LentSermons

The Shape of Salvation, The Shape of Life.

By March 18, 2015 No Comments
Forth Sunday in Lent, Year B, 2015 – Numbers 21:4-9; Psalm 107:1-3, 17-22; Ephesians 2:1-10; John 3:14-21

“And just as Moses lifted up the serpent in the wilderness, so must the Son of Man be lifted up, that whoever believes in him may have eternal life,” (John 3:14-15).

This morning I want us to behold Christ lifted up on the cross, where His love is poured out, that we might see there two things. First, we see the shape of salvation—God’s judgement, victory, and a call to discipleship. Second, we see the corresponding shape of the Christian life—our repentance, faith, and (re)commitment to Gods way.

In Numbers, the Lord used Moses to lead Israel out of slavery in Egypt in order to bring them to the promised land. But first they had to go through the wilderness and as they went they became discouraged and impatient. The people cried out against God and against Moses saying, “Why have you brought us up out of Egypt to die in the wilderness?” The souls of the Israelites, God’s covenant people, have been poisoned by the deceiver so that they fail to trust God’s goodness and his provision and plan for them. Already they have gone astray, adulterously desiring to return to Egypt, the land of their enslavement. And so God sends serpents among them. They are bit and many die—a judgement that reveals and symbolizes their own sin. In our own journey through the wilderness, are we so different? Tired; impatient; discouraged; lacking trust; thinking we’d be better off if we went back to where we came from.
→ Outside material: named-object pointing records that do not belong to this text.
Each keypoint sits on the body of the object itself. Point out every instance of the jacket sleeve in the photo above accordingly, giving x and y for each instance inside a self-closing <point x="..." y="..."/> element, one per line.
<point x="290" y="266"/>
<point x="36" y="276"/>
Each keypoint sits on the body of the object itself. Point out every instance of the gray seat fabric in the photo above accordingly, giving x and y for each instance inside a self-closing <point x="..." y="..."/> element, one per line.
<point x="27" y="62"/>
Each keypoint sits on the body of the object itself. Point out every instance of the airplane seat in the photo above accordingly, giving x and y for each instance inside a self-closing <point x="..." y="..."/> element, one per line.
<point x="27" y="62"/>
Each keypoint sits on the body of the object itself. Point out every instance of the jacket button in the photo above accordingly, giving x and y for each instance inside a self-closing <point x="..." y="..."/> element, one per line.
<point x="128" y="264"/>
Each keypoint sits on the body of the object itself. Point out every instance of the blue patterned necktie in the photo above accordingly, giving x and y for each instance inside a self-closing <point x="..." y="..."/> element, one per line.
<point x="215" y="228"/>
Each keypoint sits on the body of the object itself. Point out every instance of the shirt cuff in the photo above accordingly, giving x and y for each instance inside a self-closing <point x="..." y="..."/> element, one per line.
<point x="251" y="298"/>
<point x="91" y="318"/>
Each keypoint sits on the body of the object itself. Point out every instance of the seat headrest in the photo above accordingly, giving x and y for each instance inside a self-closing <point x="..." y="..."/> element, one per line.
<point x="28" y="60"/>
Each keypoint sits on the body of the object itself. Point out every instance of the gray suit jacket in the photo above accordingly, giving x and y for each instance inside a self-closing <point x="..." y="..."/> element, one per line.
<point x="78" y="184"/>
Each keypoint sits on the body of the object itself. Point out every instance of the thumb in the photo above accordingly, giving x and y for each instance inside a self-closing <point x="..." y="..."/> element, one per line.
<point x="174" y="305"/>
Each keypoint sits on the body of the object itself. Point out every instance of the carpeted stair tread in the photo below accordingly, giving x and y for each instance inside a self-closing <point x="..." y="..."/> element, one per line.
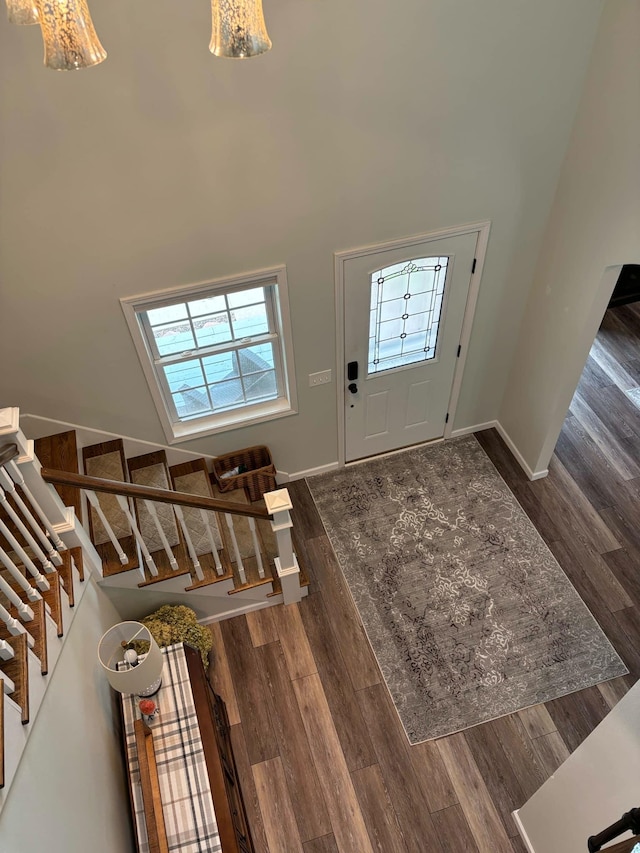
<point x="37" y="627"/>
<point x="193" y="478"/>
<point x="245" y="542"/>
<point x="151" y="470"/>
<point x="107" y="466"/>
<point x="17" y="669"/>
<point x="106" y="460"/>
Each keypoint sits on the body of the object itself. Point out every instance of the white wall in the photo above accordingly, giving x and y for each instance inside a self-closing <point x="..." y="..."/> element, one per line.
<point x="594" y="225"/>
<point x="366" y="122"/>
<point x="70" y="792"/>
<point x="594" y="787"/>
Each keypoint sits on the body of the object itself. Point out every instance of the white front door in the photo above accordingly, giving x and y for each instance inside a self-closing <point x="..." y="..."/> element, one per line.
<point x="403" y="315"/>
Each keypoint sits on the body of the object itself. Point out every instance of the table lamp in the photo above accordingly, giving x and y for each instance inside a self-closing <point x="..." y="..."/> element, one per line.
<point x="143" y="675"/>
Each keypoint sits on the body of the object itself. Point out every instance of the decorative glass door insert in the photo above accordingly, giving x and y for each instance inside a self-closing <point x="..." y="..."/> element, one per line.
<point x="405" y="314"/>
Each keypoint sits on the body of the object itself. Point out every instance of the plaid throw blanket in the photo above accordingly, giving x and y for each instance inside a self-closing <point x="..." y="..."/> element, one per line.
<point x="184" y="783"/>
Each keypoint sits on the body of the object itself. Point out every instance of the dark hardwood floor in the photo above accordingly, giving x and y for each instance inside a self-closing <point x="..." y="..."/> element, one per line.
<point x="323" y="759"/>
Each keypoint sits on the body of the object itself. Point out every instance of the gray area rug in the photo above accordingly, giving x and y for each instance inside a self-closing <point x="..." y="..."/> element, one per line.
<point x="468" y="612"/>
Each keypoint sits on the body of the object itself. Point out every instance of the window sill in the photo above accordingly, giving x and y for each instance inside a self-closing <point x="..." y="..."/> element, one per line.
<point x="190" y="430"/>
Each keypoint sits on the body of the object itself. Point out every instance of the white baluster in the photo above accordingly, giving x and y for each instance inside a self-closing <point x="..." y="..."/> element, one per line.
<point x="24" y="611"/>
<point x="95" y="503"/>
<point x="278" y="504"/>
<point x="18" y="479"/>
<point x="6" y="652"/>
<point x="13" y="626"/>
<point x="234" y="543"/>
<point x="187" y="538"/>
<point x="256" y="544"/>
<point x="47" y="547"/>
<point x="124" y="506"/>
<point x="41" y="582"/>
<point x="206" y="519"/>
<point x="19" y="578"/>
<point x="13" y="515"/>
<point x="165" y="542"/>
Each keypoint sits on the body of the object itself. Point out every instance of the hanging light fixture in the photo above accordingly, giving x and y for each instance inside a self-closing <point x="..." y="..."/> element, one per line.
<point x="238" y="28"/>
<point x="70" y="40"/>
<point x="22" y="12"/>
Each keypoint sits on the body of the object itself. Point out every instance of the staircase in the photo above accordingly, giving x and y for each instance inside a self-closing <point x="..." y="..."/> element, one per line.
<point x="137" y="525"/>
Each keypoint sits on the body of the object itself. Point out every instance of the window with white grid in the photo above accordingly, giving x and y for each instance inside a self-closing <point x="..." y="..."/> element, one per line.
<point x="219" y="354"/>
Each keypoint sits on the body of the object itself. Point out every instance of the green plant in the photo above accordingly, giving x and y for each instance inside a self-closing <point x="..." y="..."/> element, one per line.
<point x="178" y="624"/>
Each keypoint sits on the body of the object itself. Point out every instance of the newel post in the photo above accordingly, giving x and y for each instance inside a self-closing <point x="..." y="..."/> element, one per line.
<point x="278" y="505"/>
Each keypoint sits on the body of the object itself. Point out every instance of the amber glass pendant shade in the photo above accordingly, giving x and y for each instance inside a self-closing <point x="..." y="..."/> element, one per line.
<point x="23" y="12"/>
<point x="238" y="28"/>
<point x="70" y="40"/>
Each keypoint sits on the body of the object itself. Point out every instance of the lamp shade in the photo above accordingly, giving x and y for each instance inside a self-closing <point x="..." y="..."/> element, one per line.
<point x="23" y="12"/>
<point x="144" y="678"/>
<point x="70" y="40"/>
<point x="238" y="28"/>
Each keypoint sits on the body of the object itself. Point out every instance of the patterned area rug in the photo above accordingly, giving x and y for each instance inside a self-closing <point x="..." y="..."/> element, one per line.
<point x="468" y="612"/>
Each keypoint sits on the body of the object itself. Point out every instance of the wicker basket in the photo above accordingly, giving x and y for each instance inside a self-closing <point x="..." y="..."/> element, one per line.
<point x="258" y="471"/>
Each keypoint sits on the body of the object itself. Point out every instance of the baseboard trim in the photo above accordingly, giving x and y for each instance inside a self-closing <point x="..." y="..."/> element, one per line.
<point x="522" y="831"/>
<point x="283" y="477"/>
<point x="504" y="435"/>
<point x="240" y="611"/>
<point x="532" y="475"/>
<point x="456" y="433"/>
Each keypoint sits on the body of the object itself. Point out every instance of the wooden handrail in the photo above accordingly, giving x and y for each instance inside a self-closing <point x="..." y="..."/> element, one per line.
<point x="167" y="496"/>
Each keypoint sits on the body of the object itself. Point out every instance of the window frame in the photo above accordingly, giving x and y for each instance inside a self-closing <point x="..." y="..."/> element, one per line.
<point x="277" y="308"/>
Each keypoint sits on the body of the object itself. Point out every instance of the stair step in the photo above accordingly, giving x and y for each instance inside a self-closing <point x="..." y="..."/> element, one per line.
<point x="60" y="452"/>
<point x="38" y="630"/>
<point x="78" y="561"/>
<point x="53" y="599"/>
<point x="193" y="478"/>
<point x="17" y="669"/>
<point x="106" y="460"/>
<point x="266" y="543"/>
<point x="37" y="627"/>
<point x="1" y="734"/>
<point x="65" y="571"/>
<point x="151" y="470"/>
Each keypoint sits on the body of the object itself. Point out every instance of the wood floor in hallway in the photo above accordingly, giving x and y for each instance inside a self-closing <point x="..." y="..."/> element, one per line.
<point x="323" y="760"/>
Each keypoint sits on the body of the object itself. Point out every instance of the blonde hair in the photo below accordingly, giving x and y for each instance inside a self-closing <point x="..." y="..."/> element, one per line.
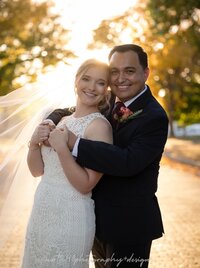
<point x="90" y="63"/>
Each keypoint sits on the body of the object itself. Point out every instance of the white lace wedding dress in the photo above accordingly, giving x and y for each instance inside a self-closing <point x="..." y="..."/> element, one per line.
<point x="61" y="227"/>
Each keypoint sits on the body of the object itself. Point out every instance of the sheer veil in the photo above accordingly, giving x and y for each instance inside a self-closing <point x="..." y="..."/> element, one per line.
<point x="20" y="112"/>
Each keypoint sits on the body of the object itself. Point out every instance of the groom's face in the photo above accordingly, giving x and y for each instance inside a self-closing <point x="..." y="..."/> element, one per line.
<point x="127" y="75"/>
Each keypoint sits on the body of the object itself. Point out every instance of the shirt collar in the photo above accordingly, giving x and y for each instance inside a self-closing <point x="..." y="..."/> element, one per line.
<point x="127" y="103"/>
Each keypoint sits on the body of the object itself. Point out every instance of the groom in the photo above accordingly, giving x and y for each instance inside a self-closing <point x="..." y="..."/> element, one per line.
<point x="128" y="217"/>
When the Israelites look at the bronze serpent hoisted up on the pole, they see the sufferings of their journey and also the judgement of God upon them. And we, when we see the Son of Man lifted up on the cross, we see God’s judgement upon the sin of the world which Jesus takes unto himself: “For our sake he made him to be sin who knew no sin,” (2 Corinthians 5:21). For we too “were dead through the trespasses and sins in which [we] once lived…and we were by nature children of wrath,” (Ephesians 2:1, 3). Or to use the language of John’s Gospel, the light came into the world, “and people loved darkness rather than light.” On the cross, we see the result of the evil in which we are stuck. And yet, “God so loved the world that he gave his only Son, so that everyone who believes in him may not perish but may have eternal life.” God’s judgement of the world, like His judgement of Israel in the wilderness, does not take place because He rejects the world but because He loves it. And His love isn’t merely a disposition but an act—God gave.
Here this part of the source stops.